Cryopreservation is a process where cells, whole tissues or any other substances susceptible to damage caused by chemical reactivity or time are preserved by cooling to sub-zero temperature. Semen cryopreservation is a process to preserve sperm cells. Cryopreservation of tissues began with the freezing of Fowl sperms, which during the year 1957 was cryopreserved by a team of scientists in the UK. The process was applied to humans during 1950 with pregnancies obtained after insemination of frozen sperm. Cryopreservation of spermatozoa is at present, the most valuable and used way to preserve reproductive function in men undergoing gonadotoxic treatment such as chemo- or radiotherapies.1 In addition, sperm cryopreservation is increasingly used even in cases of other disorders, such as autoimmune diseases and myelodysplastic syndromes requiring treatments that may affect reproductive functions. Moreover, sperm cryopreservation is offered to patients with severe oligospermia or ejaculatory disorder for intracytoplasmic sperm injection (ICSI). Also, some non-malignant diseases such as diabetes and autoimmune disorders may lead to testicular damage, and cryopreservation is also advisable in these conditions.2 It can be a boon in the armed forces scenario, for the couples who are unable to stay together due to their field or ship recruitments.

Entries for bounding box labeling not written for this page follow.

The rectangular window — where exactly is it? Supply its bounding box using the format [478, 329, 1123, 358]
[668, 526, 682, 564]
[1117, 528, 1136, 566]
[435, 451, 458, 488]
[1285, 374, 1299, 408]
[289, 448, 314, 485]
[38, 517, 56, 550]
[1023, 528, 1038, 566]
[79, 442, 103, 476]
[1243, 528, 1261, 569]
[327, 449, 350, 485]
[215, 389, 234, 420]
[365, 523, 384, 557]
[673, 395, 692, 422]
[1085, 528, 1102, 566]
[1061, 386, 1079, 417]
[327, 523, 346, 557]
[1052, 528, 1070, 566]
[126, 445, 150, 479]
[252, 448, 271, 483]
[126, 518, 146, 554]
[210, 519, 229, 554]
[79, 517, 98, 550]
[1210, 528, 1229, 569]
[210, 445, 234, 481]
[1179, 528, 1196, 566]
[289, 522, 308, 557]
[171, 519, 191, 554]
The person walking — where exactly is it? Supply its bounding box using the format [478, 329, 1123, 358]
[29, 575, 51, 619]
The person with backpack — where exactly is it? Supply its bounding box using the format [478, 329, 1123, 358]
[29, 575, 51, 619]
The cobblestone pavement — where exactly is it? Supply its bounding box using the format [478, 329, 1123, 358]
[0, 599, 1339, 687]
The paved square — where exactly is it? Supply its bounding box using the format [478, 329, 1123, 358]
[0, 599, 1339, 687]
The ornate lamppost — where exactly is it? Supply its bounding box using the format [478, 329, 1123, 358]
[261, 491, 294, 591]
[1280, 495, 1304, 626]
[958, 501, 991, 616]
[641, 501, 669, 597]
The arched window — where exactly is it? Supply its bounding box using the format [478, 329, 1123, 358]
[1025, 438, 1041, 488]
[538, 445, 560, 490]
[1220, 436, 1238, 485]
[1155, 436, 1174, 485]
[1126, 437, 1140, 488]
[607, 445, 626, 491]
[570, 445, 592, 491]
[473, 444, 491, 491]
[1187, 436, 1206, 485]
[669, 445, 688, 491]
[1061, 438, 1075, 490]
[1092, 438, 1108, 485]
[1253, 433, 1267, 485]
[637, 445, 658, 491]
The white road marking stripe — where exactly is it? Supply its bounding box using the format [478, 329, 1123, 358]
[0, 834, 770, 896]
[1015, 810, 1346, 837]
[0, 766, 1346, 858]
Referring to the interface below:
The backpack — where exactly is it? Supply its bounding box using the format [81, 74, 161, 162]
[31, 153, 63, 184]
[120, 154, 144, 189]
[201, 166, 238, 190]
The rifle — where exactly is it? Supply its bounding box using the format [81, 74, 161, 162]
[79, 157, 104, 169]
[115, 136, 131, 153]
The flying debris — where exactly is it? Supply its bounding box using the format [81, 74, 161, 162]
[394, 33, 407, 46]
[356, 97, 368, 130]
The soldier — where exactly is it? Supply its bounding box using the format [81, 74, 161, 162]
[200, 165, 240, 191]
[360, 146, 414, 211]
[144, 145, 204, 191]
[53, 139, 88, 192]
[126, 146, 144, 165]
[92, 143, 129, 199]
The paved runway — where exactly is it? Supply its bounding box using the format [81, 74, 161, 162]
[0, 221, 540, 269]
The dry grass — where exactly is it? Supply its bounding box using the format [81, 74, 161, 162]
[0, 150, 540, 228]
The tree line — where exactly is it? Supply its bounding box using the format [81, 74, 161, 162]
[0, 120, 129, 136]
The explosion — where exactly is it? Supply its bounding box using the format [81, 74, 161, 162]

Cryopreservation is known to have detrimental effects on sperm structure and function. Recovery of an optimal number of functionally intact spermatozoa from thawed samples has always been the main objective of semen cryopreservation technology.4 The principle involved is the prevention of intracellular ice crystal formation and optimal dehydration of the cells. For this, a large variety of glycerol and non – glycerol-based cryoprotectants have been used. Cryoprotectants act by decreasing the freezing point of a solution by increasing the number of salts and solutes present in the liquid phase of the sample, thereby decreasing ice formation within the spermatozoa.5
The human uterus is considered as the best natural incubator for inseminated semen samples. Therefore most of the clinicians believe in inseminating semen samples immediately after thawing. This is because they fear that if the sample is kept in the in vitro conditions for a long time, the sperms might lose their functional capacity. The purpose of this prospective study was to carry out computer-assisted semen analysis of the frozen sperm sample after thawing and predict their cryosurvival and evaluate the progressive motility recovery rate of the frozen spermatozoa 20 and 40 min post-thawing.